Viewpoint | 08 Jan 2021

How we’re helping families with home schooling during lockdown

Helen Lamprell, General Counsel and External Affairs Director, Vodafone UK, discusses the ways in which Vodafone is supporting less privileged schoolchildren and families during the pandemic, and the pros and cons of zero rating educational websites.

New year, new lockdown and the challenges of home schooling. Even for parents with connectivity, this can be tough. And we know it is really hard for those families who can’t get online for whatever reason.

Education is so precious but we run the risk of creating a lost generation if we don’t address this issue urgently.

Which is why we are determined to keep helping.

Our schools.connected programme, which we launched in November after consultation with head teachers, has proven incredibly popular. We were bowled over by the level of demand. The initial offer of 250,000 free data SIMs for disadvantaged schoolchildren was snapped up in just four days. This is why we extended the offer by another 100,000 SIMs to bring the total to 350,000.

These have all now been ordered by more than 9,000 schools and further education colleges throughout the UK. We believe our quick and easy ordering process – it took less than five minutes to order the data SIMs online – has been a major factor in the programme’s success.

Now we’ll want to find out how many of those SIMs are activated and how people use them so we can build up a picture of the data demand. This will help us decide on the best way to support in future.

This initiative builds on our Connected Education pilots in Newbury and Stirling, whereby we provide teachers with a complete suite of tools to help with online teaching at home or in the classroom.

We’ve also announced that we are joining the Department of Education’s ‘Get Help with Technology’ programme to increase data allowances for disadvantaged children.

And we’re developing a number of education-related offers via our VeryMe loyalty programme. Keep an eye out for announcements over the next few weeks.

Digital divide

Ofcom estimates that 1.1 to 1.8 million children in the UK (9%) do not have home access to a laptop, desktop or tablet, and that about 900,000 children live in a household with only a mobile internet connection.

The pandemic has clearly exacerbated the digital divide in this country and poverty has increased, as several studies show.

This is why our Great British Tech Appeal is so important. It’s been wonderful to see how generously people have donated their unwanted smartphones and tablets so that they can be wiped, refurbished and distributed to homes that really need them.
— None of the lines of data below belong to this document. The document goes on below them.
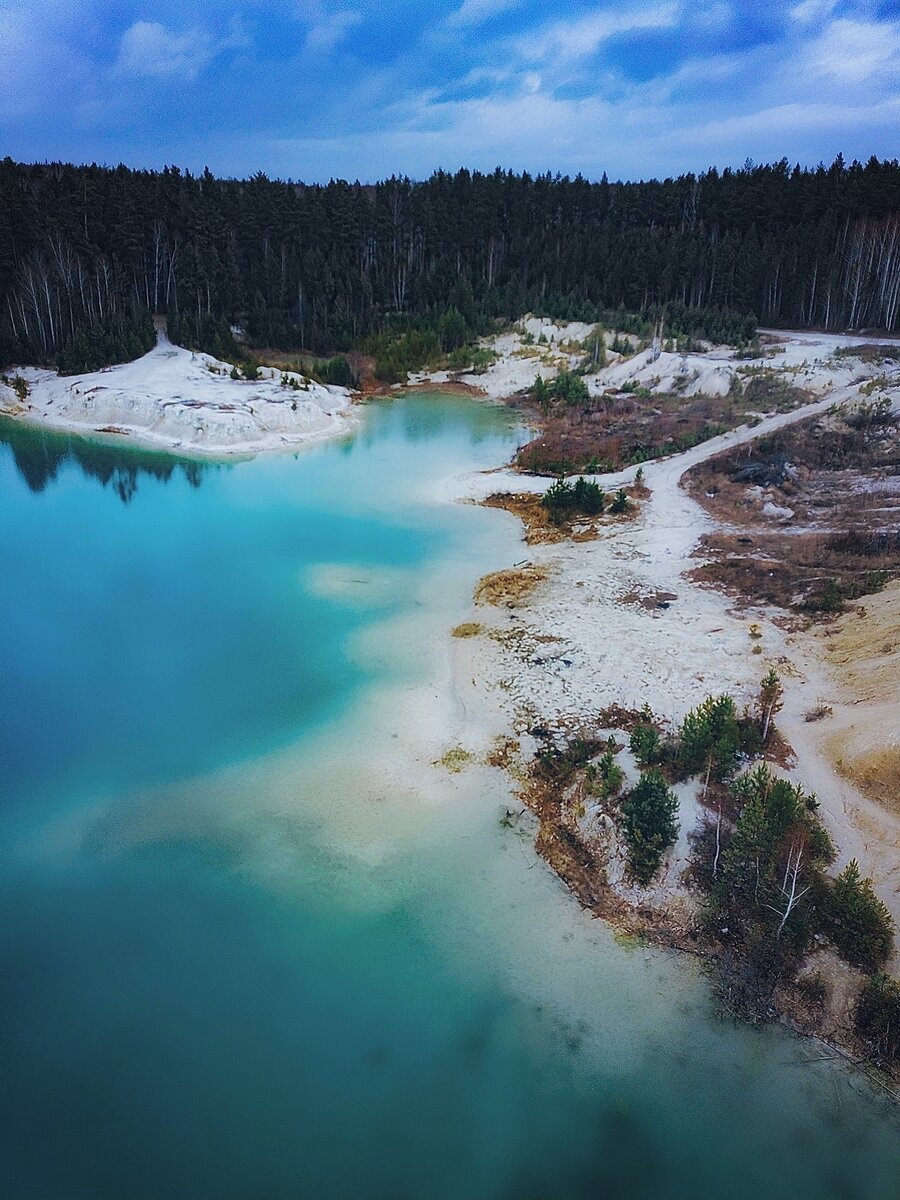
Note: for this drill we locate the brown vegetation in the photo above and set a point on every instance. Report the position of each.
(543, 527)
(509, 587)
(624, 427)
(822, 499)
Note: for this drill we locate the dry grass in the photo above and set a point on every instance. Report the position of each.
(841, 485)
(468, 629)
(510, 587)
(618, 429)
(863, 652)
(541, 531)
(455, 760)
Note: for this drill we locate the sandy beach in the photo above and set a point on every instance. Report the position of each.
(178, 400)
(589, 634)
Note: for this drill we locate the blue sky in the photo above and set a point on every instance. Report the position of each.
(364, 89)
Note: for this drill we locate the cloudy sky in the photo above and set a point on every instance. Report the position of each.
(363, 89)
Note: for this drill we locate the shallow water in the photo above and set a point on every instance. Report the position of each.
(246, 953)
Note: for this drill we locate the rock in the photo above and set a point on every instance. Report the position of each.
(777, 510)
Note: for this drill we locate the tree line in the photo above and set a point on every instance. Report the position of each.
(324, 268)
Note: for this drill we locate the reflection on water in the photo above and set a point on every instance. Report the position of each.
(241, 953)
(40, 455)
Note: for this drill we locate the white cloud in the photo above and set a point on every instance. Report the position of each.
(331, 29)
(568, 41)
(151, 51)
(856, 51)
(474, 12)
(809, 12)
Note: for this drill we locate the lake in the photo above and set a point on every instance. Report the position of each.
(255, 942)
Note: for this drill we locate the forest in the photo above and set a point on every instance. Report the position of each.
(87, 253)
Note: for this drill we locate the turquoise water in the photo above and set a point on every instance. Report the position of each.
(244, 955)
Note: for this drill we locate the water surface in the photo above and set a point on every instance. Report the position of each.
(245, 952)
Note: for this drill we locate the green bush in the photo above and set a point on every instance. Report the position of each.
(563, 499)
(646, 744)
(651, 823)
(876, 1017)
(856, 921)
(606, 777)
(709, 739)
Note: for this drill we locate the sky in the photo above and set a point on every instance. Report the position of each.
(366, 89)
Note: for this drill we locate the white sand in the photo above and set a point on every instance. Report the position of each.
(177, 400)
(575, 647)
(805, 359)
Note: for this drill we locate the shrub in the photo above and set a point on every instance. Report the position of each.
(856, 921)
(876, 1015)
(651, 823)
(711, 739)
(646, 744)
(563, 499)
(606, 778)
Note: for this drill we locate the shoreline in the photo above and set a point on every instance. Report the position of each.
(185, 403)
(574, 646)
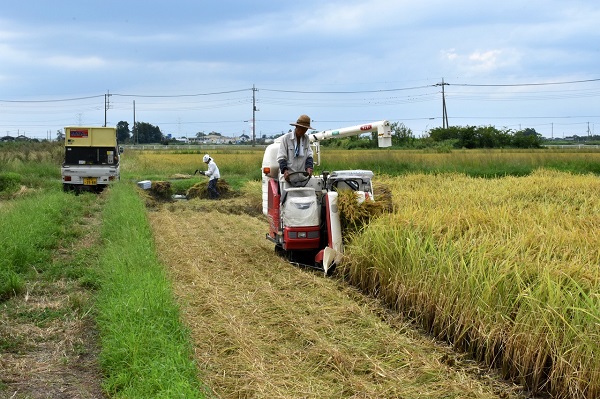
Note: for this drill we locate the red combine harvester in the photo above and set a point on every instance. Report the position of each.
(304, 222)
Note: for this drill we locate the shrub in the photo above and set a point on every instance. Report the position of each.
(9, 181)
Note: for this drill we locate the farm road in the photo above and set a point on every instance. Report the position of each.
(263, 328)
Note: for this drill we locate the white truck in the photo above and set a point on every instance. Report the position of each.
(91, 158)
(304, 222)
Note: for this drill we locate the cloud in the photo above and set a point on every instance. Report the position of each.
(75, 62)
(481, 62)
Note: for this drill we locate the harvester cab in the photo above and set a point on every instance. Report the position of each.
(304, 221)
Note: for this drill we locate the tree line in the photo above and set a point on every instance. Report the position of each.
(402, 137)
(451, 137)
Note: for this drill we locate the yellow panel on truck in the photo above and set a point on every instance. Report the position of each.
(90, 136)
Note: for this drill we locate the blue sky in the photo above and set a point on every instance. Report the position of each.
(190, 66)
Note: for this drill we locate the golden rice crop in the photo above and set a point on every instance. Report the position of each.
(507, 269)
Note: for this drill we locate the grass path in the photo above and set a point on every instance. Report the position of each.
(264, 328)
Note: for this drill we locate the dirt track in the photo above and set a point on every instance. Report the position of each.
(265, 329)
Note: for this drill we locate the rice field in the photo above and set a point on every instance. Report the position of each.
(507, 269)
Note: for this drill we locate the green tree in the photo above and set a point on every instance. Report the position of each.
(527, 138)
(401, 135)
(123, 132)
(147, 133)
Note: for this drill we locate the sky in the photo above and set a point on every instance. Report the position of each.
(200, 66)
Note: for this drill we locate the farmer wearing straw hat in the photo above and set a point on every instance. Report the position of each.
(295, 154)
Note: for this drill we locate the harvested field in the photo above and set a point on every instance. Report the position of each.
(263, 328)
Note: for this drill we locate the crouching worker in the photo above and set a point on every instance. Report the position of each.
(213, 176)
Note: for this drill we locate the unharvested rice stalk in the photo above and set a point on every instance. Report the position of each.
(354, 215)
(505, 269)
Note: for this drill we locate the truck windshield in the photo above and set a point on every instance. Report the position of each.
(90, 156)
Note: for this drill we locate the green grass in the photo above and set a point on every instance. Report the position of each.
(31, 228)
(146, 352)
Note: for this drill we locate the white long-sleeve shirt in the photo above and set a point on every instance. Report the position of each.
(213, 170)
(294, 152)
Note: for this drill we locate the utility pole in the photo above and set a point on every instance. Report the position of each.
(106, 105)
(444, 110)
(135, 138)
(589, 130)
(254, 115)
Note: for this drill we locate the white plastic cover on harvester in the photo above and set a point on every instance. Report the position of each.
(299, 207)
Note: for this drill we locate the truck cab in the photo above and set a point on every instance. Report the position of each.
(91, 158)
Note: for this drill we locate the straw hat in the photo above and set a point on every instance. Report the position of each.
(303, 121)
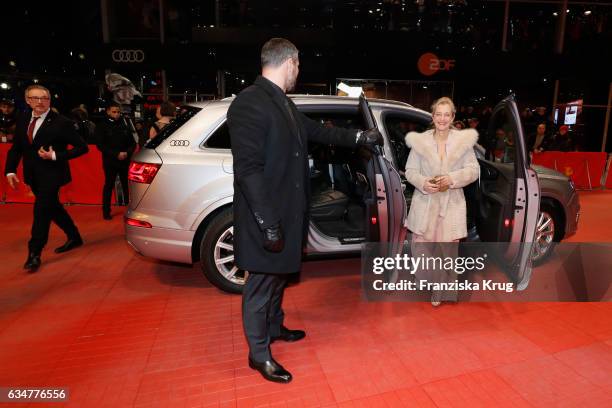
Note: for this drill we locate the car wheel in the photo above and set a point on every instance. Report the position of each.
(547, 233)
(217, 254)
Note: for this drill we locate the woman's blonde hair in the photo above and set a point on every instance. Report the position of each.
(443, 101)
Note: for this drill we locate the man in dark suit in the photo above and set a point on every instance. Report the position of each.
(42, 139)
(269, 138)
(117, 144)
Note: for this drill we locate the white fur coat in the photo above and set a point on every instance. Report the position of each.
(423, 164)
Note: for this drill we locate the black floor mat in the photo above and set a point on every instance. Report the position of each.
(352, 226)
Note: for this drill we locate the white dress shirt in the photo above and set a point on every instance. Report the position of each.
(37, 126)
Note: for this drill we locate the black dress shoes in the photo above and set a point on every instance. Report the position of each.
(70, 244)
(289, 335)
(32, 263)
(271, 371)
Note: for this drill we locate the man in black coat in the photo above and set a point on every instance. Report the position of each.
(117, 145)
(269, 138)
(42, 139)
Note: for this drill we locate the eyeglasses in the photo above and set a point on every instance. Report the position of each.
(38, 98)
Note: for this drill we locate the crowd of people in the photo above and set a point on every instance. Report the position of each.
(541, 132)
(142, 128)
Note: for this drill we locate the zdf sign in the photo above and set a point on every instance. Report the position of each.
(429, 64)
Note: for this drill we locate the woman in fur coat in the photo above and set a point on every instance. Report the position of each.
(440, 164)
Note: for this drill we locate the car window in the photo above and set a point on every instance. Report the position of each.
(499, 140)
(397, 126)
(220, 138)
(186, 113)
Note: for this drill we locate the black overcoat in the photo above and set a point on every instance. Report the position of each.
(271, 173)
(58, 132)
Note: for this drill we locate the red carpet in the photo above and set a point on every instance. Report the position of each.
(121, 330)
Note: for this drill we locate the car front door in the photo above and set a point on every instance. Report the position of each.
(509, 194)
(385, 203)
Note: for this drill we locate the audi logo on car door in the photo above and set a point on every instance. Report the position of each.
(128, 55)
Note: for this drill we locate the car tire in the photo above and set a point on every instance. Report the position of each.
(215, 248)
(548, 233)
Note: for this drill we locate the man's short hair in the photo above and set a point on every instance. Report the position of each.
(276, 51)
(36, 86)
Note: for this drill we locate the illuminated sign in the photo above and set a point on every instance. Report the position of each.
(429, 64)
I’m sure many of us will have received new devices for Christmas, so it’s the perfect time to consider sending your old gadgets to a new home where they will be truly appreciated.

So we’re doing our bit to help, and many other organisations, from supermarkets to charities, have been doing amazing work, too, but this is a huge issue and we can’t do it alone.

Zero rating  and unlimited data

This week, there has been a big debate about zero rating educational websites, which means that accessing them doesn’t use any of your mobile data allowance.

This sounds simple enough to do in theory but there are a number of technical and legal challenges to this. For example, if an education resource site hosts some of its content on another platform, such as YouTube, as is often the case, we would have to zero rate the whole of YouTube. And if we zero rate the whole of YouTube that is not fair to other content providers. It will also be difficult to square with our legal obligations around net neutrality.

Our networks cost a lot of money to build and maintain – we and other telecommunications networks invest billions of pounds every year to ensure they work securely and effectively. Even the radio waves we use to transmit signal to your phone cost millions of pounds a year in fees to the government, and this cost has to be met somewhere.

If we zero rate sites we provide an advantage to one provider over another and the cost is eventually passed to other customers.

Doing our part

During a global health emergency we all need to do our part, which is why since the start of the COVID crisis in 2020 we have:

  • provided unlimited data to NHS and care home workers;
  • offered free data connectivity to 350,000 disadvantaged schoolchildren;
  • offered free broadband to small businesses;
  • created tech videos and free appointments with our tech experts to help those who cannot go into stores to access help;
  • zero rated 25 websites, including NHS and domestic abuse charity sites;
  • worked with Barnado’s, the British Red Cross and SafeLives to redistribute thousands of phones to those in need.

Our broadband tariffs are already unlimited and we provide unlimited tariffs at a range of prices, across Pay Monthly, SIM-only and Pay As You Go plans. We also have a heavily discounted tariff for anyone who is unemployed and looking for work: VOXI ‘For Now’.

These tariffs all mean that the blunt instrument of zero rating becomes irrelevant. It allows customers to choose to access whatever content they chose and it’s fairer to the people who are making the content.

This isn’t to say we won’t ever zero rate sites, including educational sites, especially in an emergency. But they have to be built in a way that allows them to be zero rated. You can read more about the industry’s position on this via Mobile UK here.

But these are short term measures for a crisis. It is not a sensible or sustainable long-term answer, and it certainly isn’t the panacea some people seem to suggest.

Digital poverty

As we eventually emerge from COVID, we will remain committed to ending digital poverty. We firmly believe that connectivity allows people of all ages to improve the quality of their lives, whether it is school-age children, adults wanting to retrain and upskill, or older people who want to stay in their own home and connect with friends and family.